Doğadaki İnsan" ve "Ulak" televizyon programlarınızla farklı ülkeler, bölgeler ve coğrafyaları keşfe çıkıyorsunuz. Doğa tutkunuz nasıl başladı?
Her bir insanın içerisinde doğa tutkusu vardır. Benim çocukluktan itibaren uyandı dedem sayesinde. Tabiat olmadan insan varlığı mümkün değil zaten. İnsan tabiatın bir parçasıdır. İnsanın manevi anlamda ona bağlı olduğunu hissetmek güzel bir duygudur. Bütün besin kaynağımız, yediğimiz, içtiğimiz, giydiklerimiz, araçlarımızın yakıtları dâhil ona borçluyuz. Çocukluğumda hep toprakla oynadık. Şimdiki gibi asfaltta betonda büyümedik. Dedemle dağlara gittiğim vakit milat aslında. Yaşadığı yüz yıllık hayatı içerisinde, doğayla olan halleri, basmaya kıyamıyorum sözleri ile aslında ne anlam taşıdığını hissettirmişti.
Doğada olmak size nasıl hissettiriyor?
Ruhsal ve psikolojik olarak beni güçlendirdiğini biliyorum, hissediyorum. Çocukluğumda hep eğlenerek tabiatta olurdum. Şimdi de eğleniyorum ama daha derinlerde. Yalnız başına neden gidiyorsun? diyerek beni eleştirenler var. Yalnız değilim aslında. Yalnız olmadığımı hissettim. Tabiat çok zengin. Toprağın üstündeki ve altındaki tüm varlıklarla görmesek de duyularımızla etkileşim halindeyiz. Doğada olduğum vakit kendimi daha güçlü hissediyorum.
“Kılıcı ne kadar örsle döversen ağzı o kadar keskin olur, her şeyi hazır verirseniz insan artık müşteri olmaya başlar, zayıflar”
Doğanın karşımıza çıkaracağı sürprizler olabiliyor, peki zorlukları neler?

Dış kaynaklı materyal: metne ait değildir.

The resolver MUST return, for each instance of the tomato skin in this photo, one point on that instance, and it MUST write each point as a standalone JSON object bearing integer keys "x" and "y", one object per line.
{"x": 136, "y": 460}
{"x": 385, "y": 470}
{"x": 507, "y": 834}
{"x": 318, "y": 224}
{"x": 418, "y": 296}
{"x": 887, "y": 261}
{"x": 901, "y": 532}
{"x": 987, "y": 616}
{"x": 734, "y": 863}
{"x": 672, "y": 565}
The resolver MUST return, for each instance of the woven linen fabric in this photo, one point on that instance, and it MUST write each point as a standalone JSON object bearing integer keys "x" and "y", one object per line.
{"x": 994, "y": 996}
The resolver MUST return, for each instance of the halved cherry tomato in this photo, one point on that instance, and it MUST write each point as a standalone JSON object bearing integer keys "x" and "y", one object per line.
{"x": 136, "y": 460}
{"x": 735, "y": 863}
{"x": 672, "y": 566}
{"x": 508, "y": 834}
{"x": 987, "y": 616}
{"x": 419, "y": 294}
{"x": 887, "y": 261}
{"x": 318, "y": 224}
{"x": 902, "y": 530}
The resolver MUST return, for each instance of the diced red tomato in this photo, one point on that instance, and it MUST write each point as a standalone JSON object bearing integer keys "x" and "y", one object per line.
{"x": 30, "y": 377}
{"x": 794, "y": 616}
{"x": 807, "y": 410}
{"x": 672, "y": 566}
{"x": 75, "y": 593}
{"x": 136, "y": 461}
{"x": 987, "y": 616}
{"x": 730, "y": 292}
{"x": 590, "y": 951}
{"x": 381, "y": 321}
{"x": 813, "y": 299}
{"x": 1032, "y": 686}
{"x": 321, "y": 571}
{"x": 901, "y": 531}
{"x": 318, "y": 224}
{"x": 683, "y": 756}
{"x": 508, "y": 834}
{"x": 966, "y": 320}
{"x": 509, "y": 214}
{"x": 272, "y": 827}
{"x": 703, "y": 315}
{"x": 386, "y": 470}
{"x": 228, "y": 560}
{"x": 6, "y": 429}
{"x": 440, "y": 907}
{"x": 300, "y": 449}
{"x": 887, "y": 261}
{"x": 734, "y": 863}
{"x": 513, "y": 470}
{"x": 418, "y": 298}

Uyum sağlama zorlukları olabilir. O uyum sağlama işi de bugüne kadar getirdiği birçok deneyimi var. O insanlarla doğup büyüyorsanız daha kolay oluyor. Çok güzel bir coğrafya da yaşıyoruz. Dört mevsim var güneşlenme süresi çok iyi. Baharı, sonbaharı, kışı hissediyoruz. Kış, zorluk kelimesi anlamına gelir. Bu zorluklarda insana güzel tecrübeler katar. Kılıcı ne kadar örsle döversen ağzı o kadar keskin olur. Her şeyi hazır verirseniz insan artık müşteri olmaya başlar, zayıflar. Tabiatı ben zorluk olarak değil de eğitici, öğretici olarak görüyorum. Açlıkla mücadele noktasında hep tedarikli giderim. Gittiğim coğrafyada ne bulabileceğimi ne yapabileceğimi bilerek gidiyorum. Kriz olur, o krizi çözersiniz. İnsanın yazılımında bilgi yoktur, yaşayarak, görerek öğrenirsiniz. Aç kalma söz konusu değil bilinçli olduğumuz sürece.
“İnsanın meşguliyeti olursa aklı iyi çalışır, kolay ve hazır olarak önümüze geldiği zaman bizi bozuyor”
Sorunsuz geçen bir doğa yolculuğunuz var mı?
Aslında hep sorun ararım. Dervişlerin dediği gibi, “Allah derdini eksik etmesin.” Eksik malzemeyle giderim hep. Orada eksiği kendi becerilerimle nasıl malzemelerle örtmeye çalışırım. Bu da beni mutlu ediyor. İnsanın meşguliyeti böyle olursa aklı iyi çalışır. Kolay ve hazır olarak önümüze geldiği zaman bizi bozuyor. Şimdiki gençlerin birçoğu neler yapabileceğinin kaygısı içerisinde. Madde bağımlılığı arttı, alkol bağımlılığı arttı. Alışkanlıkları kötü yöne doğru gitmeye başladı. Ben öğrencilik yıllarımda hatırlarım yatmak için gece 10’u geçirmezdim. Sabah da çok erken kalkardım. Sağlık açısından çok önemli bir saat dilimi. Sınıfta oturup ders dinlemeyi pek sevmezdim. Uygulamalı dersler olunca bayılarak dinlerdim. Kapalı bir alanda saatlerce oturmayı sevmiyorum. Uygulayarak öğreniyorum. Tempom yoğun olduğu için yoruluyorum hala erkenden yatıyorum. Bedenini yormayan, aklını yormayan insan uyuyamıyor.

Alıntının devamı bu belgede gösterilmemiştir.